(Ed. Note: The following is written by a New Jersey Devils fan.)
The image above greets visitors to the New Jersey Devils' website, and it's surreal for anyone that's followed the team through the Rule of Emperor Lou Lamoriello.
It's an earnest attempt at marketing an offensive star, perhaps for the first time in franchise history. It puts the individual above the team, perhaps for the first player in Devils' history not named Brodeur and not having his number retired.
But there's something off about the headline: "Kovy Is Back." It indicates a level of affection that doesn't exist for what was a mercenary last season; a season that saw him post solid but unspectacular numbers and fail to shove the Devils into the second round of the playoffs.

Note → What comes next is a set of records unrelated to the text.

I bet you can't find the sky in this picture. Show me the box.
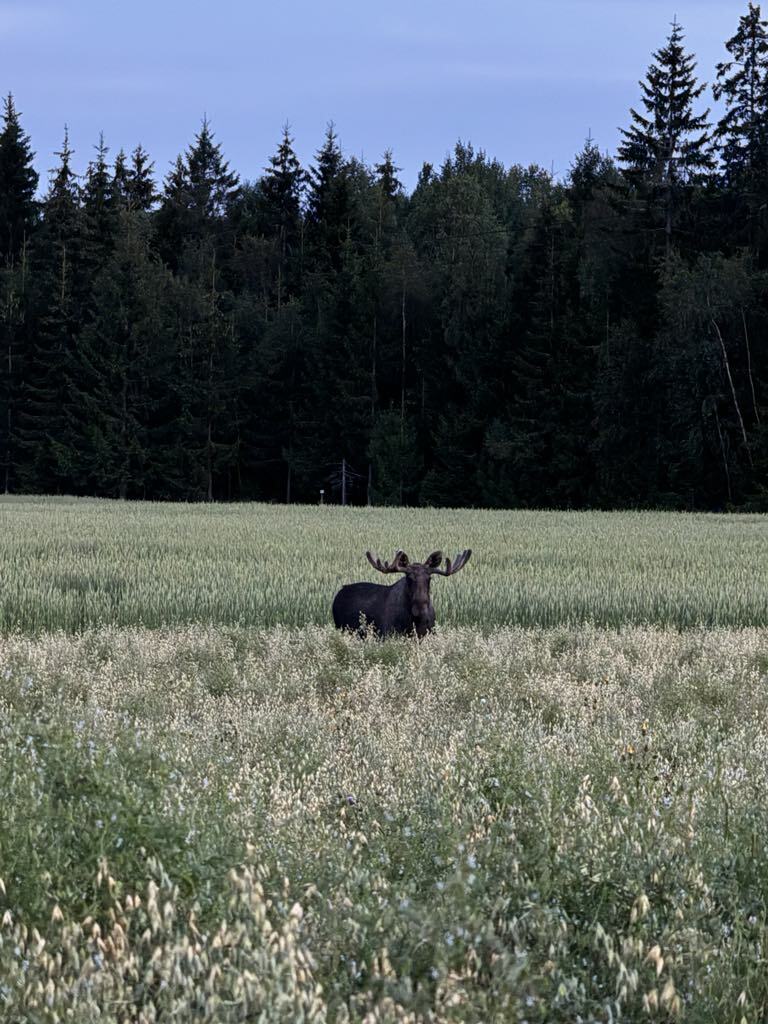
[0,0,746,187]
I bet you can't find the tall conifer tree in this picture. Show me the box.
[713,3,768,190]
[0,95,38,493]
[618,22,713,252]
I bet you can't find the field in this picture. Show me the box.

"Kovy is Back." One might say Devils fans are still waiting for him to arrive.
Coming up, five observations and revelations in the wake of Ilya Kovalchuk's(notes) $102 million, 17-year contract with the Devils; from the CBA implications to what it means for the franchise's future.
1. Ilya Kovalchuk Didn't Fit on Last Year's Devils; But These Aren't Last Year's Devils
Kovalchuk going from free-wheelin' in Atlanta to a Jacques Lemaire team was like Lady Gaga suddenly finding herself in a Mormon girl's choir. He looked ill-fitting because he was an ill fit; and in the playoffs, Kovalchuk was a selfish, ineffective dud.
Lemaire is gone. John MacLean's the new head coach, and Adam Oates is his new assistant coach. Even if the Devils' philosophy remains grounded in defense-first, there's no question conditions are better for Kovalchuk to thrive with a regime change and with his surroundings a bit more familiar.
That said: We still have no idea where he fits in this lineup. Maybe Tuesday's press conference offers some clarity.
2. The 17-Year Contract Is Playing By The Rules
Do these lifetime contracts circumvent the salary cap? Of course, but they do so by exploiting a loophole in the current CBA that will be closed up about 10 seconds into the next negotiation between the league and the Players Association.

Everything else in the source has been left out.